Speaking of Obamacare, that’s another thing Republicans would surely have killed if 2012 had gone the other way. Instead, the program went into effect at the beginning of 2014. And the effect on health care has been huge: according to estimates from the Centers for Disease Control and Prevention, the number of uninsured Americans fell 17 million between 2012 and the first half of 2015, with further declines most likely ahead.
Now, to be fair, some widely predicted consequences of Mr. Obama’s re-election — predicted by his opponents — didn’t happen. Gasoline prices didn’t soar. Stocks didn’t plunge. The economy didn’t collapse — in fact, the U.S. economy has now added more than twice as many private-sector jobs under Mr. Obama as it did over the same period of the George W. Bush administration, and the unemployment rate is a full point lower than the rate Mr.
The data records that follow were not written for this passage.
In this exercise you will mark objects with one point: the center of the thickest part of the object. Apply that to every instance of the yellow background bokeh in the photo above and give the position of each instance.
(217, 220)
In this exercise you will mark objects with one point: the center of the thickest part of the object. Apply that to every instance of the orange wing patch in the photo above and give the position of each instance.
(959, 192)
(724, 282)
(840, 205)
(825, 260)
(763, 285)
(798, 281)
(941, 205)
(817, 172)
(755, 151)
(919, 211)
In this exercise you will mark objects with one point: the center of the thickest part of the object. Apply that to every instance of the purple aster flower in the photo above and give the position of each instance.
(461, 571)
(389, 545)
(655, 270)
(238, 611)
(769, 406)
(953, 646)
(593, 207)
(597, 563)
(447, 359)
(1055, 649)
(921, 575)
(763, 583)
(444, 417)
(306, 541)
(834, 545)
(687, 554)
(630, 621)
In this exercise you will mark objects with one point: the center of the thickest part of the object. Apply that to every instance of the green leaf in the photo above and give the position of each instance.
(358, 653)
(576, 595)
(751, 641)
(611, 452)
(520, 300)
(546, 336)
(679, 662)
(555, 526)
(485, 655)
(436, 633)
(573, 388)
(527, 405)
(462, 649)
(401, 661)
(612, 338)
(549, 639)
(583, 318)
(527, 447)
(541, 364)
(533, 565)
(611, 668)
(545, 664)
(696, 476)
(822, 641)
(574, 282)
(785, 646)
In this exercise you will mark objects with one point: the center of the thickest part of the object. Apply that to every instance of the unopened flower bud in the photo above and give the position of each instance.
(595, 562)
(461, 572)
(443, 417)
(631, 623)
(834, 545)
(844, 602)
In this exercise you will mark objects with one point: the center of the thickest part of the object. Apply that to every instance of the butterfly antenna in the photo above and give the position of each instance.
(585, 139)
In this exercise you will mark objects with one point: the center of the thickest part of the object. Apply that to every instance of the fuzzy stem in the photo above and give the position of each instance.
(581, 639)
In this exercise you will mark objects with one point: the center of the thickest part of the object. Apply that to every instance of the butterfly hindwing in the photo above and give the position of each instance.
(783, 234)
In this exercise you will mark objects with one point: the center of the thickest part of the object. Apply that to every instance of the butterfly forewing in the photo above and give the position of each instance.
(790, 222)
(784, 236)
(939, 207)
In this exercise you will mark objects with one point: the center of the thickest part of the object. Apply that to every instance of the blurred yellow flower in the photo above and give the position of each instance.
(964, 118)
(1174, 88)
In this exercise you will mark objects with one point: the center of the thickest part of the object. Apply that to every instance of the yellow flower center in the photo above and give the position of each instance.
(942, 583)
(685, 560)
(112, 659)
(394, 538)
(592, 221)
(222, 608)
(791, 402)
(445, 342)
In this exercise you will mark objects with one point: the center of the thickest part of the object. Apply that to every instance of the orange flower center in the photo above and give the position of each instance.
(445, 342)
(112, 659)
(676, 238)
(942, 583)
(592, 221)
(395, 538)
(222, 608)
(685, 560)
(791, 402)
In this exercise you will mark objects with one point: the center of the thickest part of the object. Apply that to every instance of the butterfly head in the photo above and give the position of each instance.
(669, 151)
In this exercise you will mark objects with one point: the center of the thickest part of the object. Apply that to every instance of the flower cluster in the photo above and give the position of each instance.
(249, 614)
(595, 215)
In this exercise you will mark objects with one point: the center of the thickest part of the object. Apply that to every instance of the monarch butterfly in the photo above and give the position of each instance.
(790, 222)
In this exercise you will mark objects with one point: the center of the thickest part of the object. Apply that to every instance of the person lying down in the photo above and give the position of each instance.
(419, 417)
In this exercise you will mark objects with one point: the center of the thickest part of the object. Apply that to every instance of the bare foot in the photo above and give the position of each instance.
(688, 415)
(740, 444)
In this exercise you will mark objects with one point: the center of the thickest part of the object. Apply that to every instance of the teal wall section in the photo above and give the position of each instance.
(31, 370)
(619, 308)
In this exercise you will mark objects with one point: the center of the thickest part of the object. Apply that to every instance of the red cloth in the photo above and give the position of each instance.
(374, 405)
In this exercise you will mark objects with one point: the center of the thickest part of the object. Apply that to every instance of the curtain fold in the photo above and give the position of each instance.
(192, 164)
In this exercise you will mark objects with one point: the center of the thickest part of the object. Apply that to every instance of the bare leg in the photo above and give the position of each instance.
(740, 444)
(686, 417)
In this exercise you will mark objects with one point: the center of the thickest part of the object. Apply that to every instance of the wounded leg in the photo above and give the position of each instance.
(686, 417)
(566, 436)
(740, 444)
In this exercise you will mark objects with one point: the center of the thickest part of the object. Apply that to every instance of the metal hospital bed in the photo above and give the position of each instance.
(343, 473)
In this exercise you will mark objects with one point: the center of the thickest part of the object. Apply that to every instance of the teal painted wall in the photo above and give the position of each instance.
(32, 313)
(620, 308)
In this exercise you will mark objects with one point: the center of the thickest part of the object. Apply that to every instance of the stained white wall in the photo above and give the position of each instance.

Romney promised to achieve by the end of 2016.
...Whoever the Republicans nominate will be committed to destroying Obamacare and slashing taxes on the wealthy — in fact, the current G.O.P. tax-cut plans make the Bush cuts look puny. Whoever the Democrats nominate will, first and foremost, be committed to defending the achievements of the past seven years.
The bottom line is that presidential elections matter, a lot, even if the people on the ballot aren’t as fiery as you might like. Don’t let anyone tell you otherwise.